Un contexto cultural también puede engendrar un mal liderazgo. “La mayoría de las personas que asumen el papel de líderes tienen buenas intenciones”, dice Kellerman, pero algunas de ellas se convierten en malos dirigentes bajo la influencia de poderosos mensajes culturales que alientan e inclusive recompensan una conducta negativa. Esas tres hebras: un líder malo, seguidores cómplices y el sitio y el lugar equivocados, se unen para tejer lo que Kellerman describe como una mal red de liderazgo.
COMBATIENDO EL MAL LIDERAZGO
Los ejecutivos deben pedir a un colega en que confíen que haga el papel de “abogado del diablo” para desafiarlo sin temor a recriminación. Kellerman dice que los líderes deben rodearse de “colegas inteligentes y solicitar reportes directos que tengan el coraje de decirle la verdad a las personas en cargos de poder”. Estrategias adicionales incluyen limitar los años que se mantienen en un cargo a fin de que no desarrollen malos hábitos, que compartan el poder (puesto que el poder centralizado es con frecuencia mal utilizado) y saber y controlar sus apetitos (por dinero, poder, éxito).
Los líderes también pueden exigir a seguidores que los cuestionen para evitar un mal liderazgo. A fin de impedir que se formen grupúsculos dentro de una organización, pueden alentar francas discusiones acerca de importantes decisiones a adoptarse. Pueden además establecer un sistema de escrutinio, tal como una junta independiente para evaluar el funcionamiento de una empresa. Y pueden “observar el horizonte para verificar que están vinculados con todos sus elementos constitutivos, no con apenas algunos”, dice Kellerman.

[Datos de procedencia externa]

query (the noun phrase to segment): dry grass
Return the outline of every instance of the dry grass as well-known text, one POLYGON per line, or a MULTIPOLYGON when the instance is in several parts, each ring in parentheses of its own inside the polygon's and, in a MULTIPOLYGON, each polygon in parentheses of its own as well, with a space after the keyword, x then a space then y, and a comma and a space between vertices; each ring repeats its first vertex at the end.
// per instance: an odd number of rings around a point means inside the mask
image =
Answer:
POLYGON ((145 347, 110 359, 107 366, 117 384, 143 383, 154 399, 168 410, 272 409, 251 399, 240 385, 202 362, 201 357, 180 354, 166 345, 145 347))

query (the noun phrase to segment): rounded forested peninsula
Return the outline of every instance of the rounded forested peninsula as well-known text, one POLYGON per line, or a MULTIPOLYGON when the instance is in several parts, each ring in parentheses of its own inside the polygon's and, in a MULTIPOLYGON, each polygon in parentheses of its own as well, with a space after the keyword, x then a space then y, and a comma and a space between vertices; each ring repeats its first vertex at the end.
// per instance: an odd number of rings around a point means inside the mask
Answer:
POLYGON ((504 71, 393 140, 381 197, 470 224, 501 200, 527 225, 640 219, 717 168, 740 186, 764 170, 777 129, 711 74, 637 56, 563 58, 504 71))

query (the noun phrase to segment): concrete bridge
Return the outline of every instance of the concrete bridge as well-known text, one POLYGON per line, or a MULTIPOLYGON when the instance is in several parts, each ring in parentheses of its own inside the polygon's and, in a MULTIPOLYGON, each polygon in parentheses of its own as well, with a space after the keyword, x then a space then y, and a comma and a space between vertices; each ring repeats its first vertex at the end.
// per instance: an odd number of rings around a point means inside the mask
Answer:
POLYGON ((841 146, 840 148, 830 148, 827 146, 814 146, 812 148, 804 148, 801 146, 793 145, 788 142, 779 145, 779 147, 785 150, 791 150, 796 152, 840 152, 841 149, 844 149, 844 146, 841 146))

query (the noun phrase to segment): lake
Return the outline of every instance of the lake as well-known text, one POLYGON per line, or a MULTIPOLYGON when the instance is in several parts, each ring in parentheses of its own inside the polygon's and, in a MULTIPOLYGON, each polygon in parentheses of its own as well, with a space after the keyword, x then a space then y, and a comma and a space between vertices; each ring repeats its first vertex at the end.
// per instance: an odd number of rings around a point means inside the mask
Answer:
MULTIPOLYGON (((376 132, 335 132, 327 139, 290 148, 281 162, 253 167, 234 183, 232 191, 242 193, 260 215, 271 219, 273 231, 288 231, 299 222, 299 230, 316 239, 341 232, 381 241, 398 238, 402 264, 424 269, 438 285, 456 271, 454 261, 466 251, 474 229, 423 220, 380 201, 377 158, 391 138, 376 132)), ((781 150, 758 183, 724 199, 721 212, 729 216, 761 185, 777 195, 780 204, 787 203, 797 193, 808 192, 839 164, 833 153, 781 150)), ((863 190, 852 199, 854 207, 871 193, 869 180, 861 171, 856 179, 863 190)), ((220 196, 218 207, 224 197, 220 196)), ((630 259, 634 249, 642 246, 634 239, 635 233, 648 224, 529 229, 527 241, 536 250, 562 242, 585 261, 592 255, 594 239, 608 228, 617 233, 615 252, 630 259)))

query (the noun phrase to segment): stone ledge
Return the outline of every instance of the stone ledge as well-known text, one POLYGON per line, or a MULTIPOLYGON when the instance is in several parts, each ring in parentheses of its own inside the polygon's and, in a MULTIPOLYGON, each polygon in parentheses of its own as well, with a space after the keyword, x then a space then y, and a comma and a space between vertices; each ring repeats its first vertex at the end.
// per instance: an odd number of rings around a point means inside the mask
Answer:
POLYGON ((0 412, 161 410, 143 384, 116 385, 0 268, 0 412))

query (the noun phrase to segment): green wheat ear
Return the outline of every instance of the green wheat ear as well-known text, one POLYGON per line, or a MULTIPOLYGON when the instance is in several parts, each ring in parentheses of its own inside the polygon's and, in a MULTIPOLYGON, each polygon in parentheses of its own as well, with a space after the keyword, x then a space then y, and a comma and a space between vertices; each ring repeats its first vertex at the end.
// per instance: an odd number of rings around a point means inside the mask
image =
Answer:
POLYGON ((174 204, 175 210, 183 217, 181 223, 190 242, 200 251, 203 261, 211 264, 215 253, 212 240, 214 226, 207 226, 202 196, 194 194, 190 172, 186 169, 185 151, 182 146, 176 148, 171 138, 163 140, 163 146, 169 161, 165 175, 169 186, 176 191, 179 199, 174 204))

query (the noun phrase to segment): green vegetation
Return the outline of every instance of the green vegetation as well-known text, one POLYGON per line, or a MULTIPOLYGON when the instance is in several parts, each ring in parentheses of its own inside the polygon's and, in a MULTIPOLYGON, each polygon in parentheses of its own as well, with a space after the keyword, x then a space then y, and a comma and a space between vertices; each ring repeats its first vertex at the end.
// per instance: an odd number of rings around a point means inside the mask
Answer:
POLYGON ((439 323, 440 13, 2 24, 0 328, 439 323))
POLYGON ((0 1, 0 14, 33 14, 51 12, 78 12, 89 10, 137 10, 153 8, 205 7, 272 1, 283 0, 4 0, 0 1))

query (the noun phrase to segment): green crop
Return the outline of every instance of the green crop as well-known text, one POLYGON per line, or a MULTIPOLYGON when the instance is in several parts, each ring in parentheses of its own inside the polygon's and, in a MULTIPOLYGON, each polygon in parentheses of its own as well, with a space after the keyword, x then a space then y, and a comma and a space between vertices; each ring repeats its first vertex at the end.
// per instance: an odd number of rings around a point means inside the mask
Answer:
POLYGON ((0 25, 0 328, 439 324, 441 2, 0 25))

Los seguidores también deben tomar la iniciativa. Kellerman dice que los subordinados deben desarrollar un saludable escepticismo hacia líderes que actúan “como si fueran dioses o gurúes”, analizar con cuidado síntomas tempranos de mal liderazgo y asumir responsabilidades si un líder parece enfilar por la senda equivocada.
Kellerman recomienda encontrar aliados porque “la mejor forma en que una persona impotente puede convertirse en poderosa es encontrar otras personas de mentalidad similar con las que pueda trabajar”.